CosyFires · 18/09/2017 00:14

so we foregone the family that year

So your whole family (I'm assuming you have children) missed out on their own holiday so you could go and get pissed abroad with your sister? Hmm Nice

PyongyangKipperbang · 18/09/2017 00:14

I think that in this instance I would let it go because its his brother. If it was anyone else then it would be a no, but family really is different.

Is it really the money? Or is it that you dont want him to be going away for a weekends jolly when you have had a full week at work and dont want to be in sole charge at the weekend ? I wouldnt blame you for feeling that way.
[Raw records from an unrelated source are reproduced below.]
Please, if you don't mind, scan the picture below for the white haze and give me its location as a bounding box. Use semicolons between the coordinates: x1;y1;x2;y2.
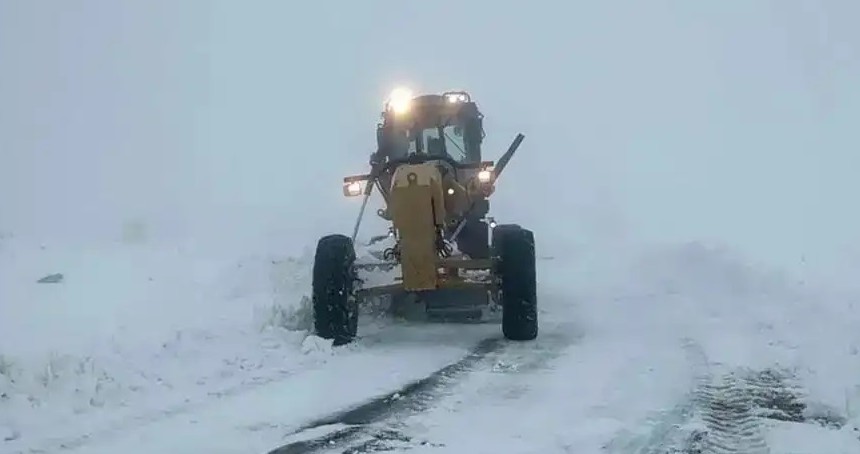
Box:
1;1;858;284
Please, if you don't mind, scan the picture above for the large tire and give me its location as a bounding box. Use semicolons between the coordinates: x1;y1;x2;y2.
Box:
493;224;538;341
312;234;358;345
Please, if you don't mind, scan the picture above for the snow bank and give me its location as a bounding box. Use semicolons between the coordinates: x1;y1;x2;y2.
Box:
0;237;314;449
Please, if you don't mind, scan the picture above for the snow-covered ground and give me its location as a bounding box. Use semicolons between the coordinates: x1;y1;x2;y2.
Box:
382;243;860;453
0;235;501;453
2;4;859;453
2;234;859;453
0;237;299;450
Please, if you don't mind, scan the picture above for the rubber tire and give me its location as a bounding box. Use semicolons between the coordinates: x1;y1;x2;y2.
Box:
493;224;538;341
312;234;358;346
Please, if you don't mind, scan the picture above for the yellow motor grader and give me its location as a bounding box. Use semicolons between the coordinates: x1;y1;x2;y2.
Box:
312;88;536;345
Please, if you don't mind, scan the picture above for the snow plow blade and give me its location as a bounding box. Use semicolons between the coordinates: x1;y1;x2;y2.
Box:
357;258;495;298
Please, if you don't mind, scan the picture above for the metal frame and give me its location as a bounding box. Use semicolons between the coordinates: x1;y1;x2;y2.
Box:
349;90;524;312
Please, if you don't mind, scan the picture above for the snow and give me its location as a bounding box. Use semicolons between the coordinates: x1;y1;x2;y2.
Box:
3;2;860;453
0;239;300;450
353;243;860;453
0;237;501;453
3;233;859;453
767;420;860;454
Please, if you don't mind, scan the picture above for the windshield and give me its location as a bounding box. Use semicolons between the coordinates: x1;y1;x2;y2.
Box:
395;125;468;162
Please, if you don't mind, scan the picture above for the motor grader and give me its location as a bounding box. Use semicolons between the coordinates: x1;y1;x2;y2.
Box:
312;88;537;345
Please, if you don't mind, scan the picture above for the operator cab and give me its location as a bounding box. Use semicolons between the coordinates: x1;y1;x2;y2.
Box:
360;88;496;260
389;122;469;162
375;89;485;167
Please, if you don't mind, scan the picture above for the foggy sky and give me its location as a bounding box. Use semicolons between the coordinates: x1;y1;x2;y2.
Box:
1;1;858;277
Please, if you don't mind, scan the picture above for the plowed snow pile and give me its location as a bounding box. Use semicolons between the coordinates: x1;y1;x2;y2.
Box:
0;238;316;449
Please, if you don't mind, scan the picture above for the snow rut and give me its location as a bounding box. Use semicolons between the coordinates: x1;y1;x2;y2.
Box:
693;372;769;454
269;337;506;454
609;339;844;454
269;322;581;454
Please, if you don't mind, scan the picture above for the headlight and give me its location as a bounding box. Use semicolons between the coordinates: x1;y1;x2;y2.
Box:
347;181;362;195
477;169;492;183
343;179;366;197
446;93;468;103
387;87;413;114
444;91;470;103
344;173;372;196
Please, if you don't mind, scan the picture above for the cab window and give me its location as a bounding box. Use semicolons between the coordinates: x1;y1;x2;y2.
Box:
390;125;471;163
441;125;467;162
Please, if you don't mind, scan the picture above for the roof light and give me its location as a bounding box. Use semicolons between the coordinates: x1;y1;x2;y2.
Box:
446;93;468;103
387;87;413;114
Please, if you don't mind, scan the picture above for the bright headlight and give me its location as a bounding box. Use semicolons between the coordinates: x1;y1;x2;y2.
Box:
343;180;364;197
347;181;362;195
477;169;492;183
387;87;413;114
343;173;371;197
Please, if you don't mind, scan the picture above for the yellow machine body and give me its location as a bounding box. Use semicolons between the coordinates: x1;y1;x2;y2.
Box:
389;162;447;291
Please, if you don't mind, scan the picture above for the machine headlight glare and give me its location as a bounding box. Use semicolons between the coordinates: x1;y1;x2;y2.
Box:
344;181;363;197
478;169;492;183
387;87;413;114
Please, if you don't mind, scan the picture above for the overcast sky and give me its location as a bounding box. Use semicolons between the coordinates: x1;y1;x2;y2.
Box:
1;1;858;277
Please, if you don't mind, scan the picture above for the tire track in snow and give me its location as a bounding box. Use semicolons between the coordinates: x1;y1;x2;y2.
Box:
607;337;772;454
17;326;485;454
268;336;505;454
685;338;769;454
269;323;581;454
694;372;770;454
607;338;851;454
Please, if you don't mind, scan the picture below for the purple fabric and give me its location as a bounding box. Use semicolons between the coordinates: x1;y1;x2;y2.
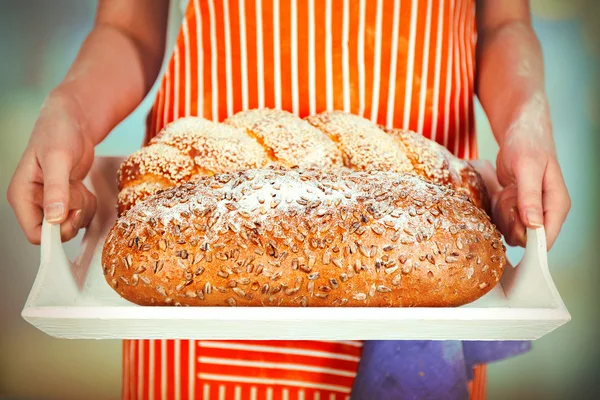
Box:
350;340;531;400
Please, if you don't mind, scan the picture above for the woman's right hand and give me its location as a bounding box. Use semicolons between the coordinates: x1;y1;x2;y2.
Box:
7;92;97;244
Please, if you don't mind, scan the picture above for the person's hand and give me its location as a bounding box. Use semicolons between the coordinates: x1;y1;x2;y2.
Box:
7;92;97;244
491;92;570;250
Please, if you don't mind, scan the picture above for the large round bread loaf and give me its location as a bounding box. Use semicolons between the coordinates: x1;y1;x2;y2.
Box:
102;168;506;307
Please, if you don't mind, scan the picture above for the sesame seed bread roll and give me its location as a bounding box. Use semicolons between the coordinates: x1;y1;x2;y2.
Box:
117;117;271;215
102;168;506;308
224;109;344;169
305;111;413;172
383;127;491;213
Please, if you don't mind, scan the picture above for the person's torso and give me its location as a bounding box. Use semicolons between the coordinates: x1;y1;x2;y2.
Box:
129;1;478;399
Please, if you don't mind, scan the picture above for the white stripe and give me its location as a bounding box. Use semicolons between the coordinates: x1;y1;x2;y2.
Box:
219;385;226;400
417;0;433;134
189;339;195;400
198;341;361;362
325;0;333;111
299;389;305;400
223;0;234;117
256;0;265;108
175;339;181;400
291;0;299;115
443;0;454;148
138;341;144;400
283;388;290;400
267;387;274;400
369;0;384;122
273;0;282;109
329;394;336;400
194;0;203;117
235;386;242;400
199;373;352;393
129;341;135;400
453;0;464;155
182;18;191;116
357;0;366;116
314;392;321;400
251;386;258;400
317;340;363;347
208;0;219;121
342;0;350;112
161;340;167;400
402;0;419;129
163;71;171;127
204;383;211;400
385;0;401;128
308;0;316;114
239;0;249;110
430;0;445;142
198;357;357;377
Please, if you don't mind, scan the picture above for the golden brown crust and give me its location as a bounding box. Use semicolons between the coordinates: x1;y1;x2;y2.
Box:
224;109;344;169
305;111;413;172
384;127;491;212
116;110;489;219
102;168;506;308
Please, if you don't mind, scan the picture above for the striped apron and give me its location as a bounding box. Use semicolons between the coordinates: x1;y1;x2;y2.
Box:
126;0;480;398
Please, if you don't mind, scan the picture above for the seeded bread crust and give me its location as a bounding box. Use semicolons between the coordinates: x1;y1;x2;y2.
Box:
102;168;506;308
116;109;489;215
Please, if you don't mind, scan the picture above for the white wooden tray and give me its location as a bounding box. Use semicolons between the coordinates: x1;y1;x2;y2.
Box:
21;157;571;340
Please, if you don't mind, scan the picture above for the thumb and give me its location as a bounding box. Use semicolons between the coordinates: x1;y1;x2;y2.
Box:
515;156;546;228
39;150;73;224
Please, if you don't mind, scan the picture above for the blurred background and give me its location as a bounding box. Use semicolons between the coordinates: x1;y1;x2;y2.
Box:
0;0;598;399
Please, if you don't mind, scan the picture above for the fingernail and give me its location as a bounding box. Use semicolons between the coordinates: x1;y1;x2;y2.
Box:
45;202;65;223
526;209;544;228
72;209;83;230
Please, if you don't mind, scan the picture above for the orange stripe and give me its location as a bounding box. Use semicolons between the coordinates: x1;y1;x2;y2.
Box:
214;0;229;121
262;0;275;109
279;0;293;113
361;0;377;119
297;0;310;117
347;0;360;115
197;345;360;372
245;0;259;110
374;0;394;125
331;0;344;111
314;0;327;113
154;340;162;400
187;2;199;117
180;340;190;400
420;0;440;139
392;0;412;127
228;0;243;114
407;0;427;131
222;340;363;356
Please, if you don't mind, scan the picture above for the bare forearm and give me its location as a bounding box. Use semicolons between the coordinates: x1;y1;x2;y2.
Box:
476;10;550;147
48;0;168;146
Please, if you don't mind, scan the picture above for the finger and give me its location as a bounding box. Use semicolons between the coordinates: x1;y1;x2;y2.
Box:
492;186;526;247
514;156;546;229
60;209;81;242
542;159;571;250
59;182;96;242
7;155;45;244
38;149;74;224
I would still say that he should go, but I would have more respect for you if you were honest about your reasons.

ZaphodBeeblerox · 18/09/2017 00:15

No one's ripping into her for needing or buying the clothes! But ripping into her for being so judgemental and controlling about what her DH spends money on.

Ah well OP - no point if you're just going to get more defensive. It isn't pleasant to hear people not taking your side. Hope you reflect on it a bit more in the quiet rather than screaming on here.

CosyFires · 18/09/2017 00:16

We best start saving, DP has four brothers!

StickThatInYourPipe · 18/09/2017 00:18

So are you going to stop him going OP?

TrailingWife · 18/09/2017 00:18

I hate the trend for weekend stag dos and for destination weddings. How did it become a trend for people to demand that their friends and family spend so much so that they can get married? Nearly every one we know ends up divorced any way, which just makes the whole thing more annoying to me. (In our circle, it seems that the more money involved in the parties and wedding, the shorter the marriage).

None the less, it's his brother. You are his wife, not his mother. He's an adult with a job.

He doesn't need your permission to go. Even though it would annoy me, I wouldn't tell my DH what he could and could not do with his family. (He doesn't tell me what to do about my family either.)

This is advice for YOUR marriage: Let your DH run his relationships with his parents and siblings. Just stay out of it.

BoomBoomBoomBoooom · 18/09/2017 00:28

This reply has been deleted

Message deleted by MNHQ. Here's a link to our Talk Guidelines.

BlackeyedSusan · 18/09/2017 00:33

yabu. everyone knows you should have gone to work in just ya pants and vest... Hmm

oops needed underwear too... naked then op for you, while your other half pisses the money up the wall.

over40andpregnant · 18/09/2017 00:34

It's his brothers stag do
He didn't choose the venue
This is one You have to suck up
You sound like your idea of what a stag do should be is clouding things
Yabvvvvu

Softkittysillykitty · 18/09/2017 00:34

Hmmm. Why did you choose your username OP?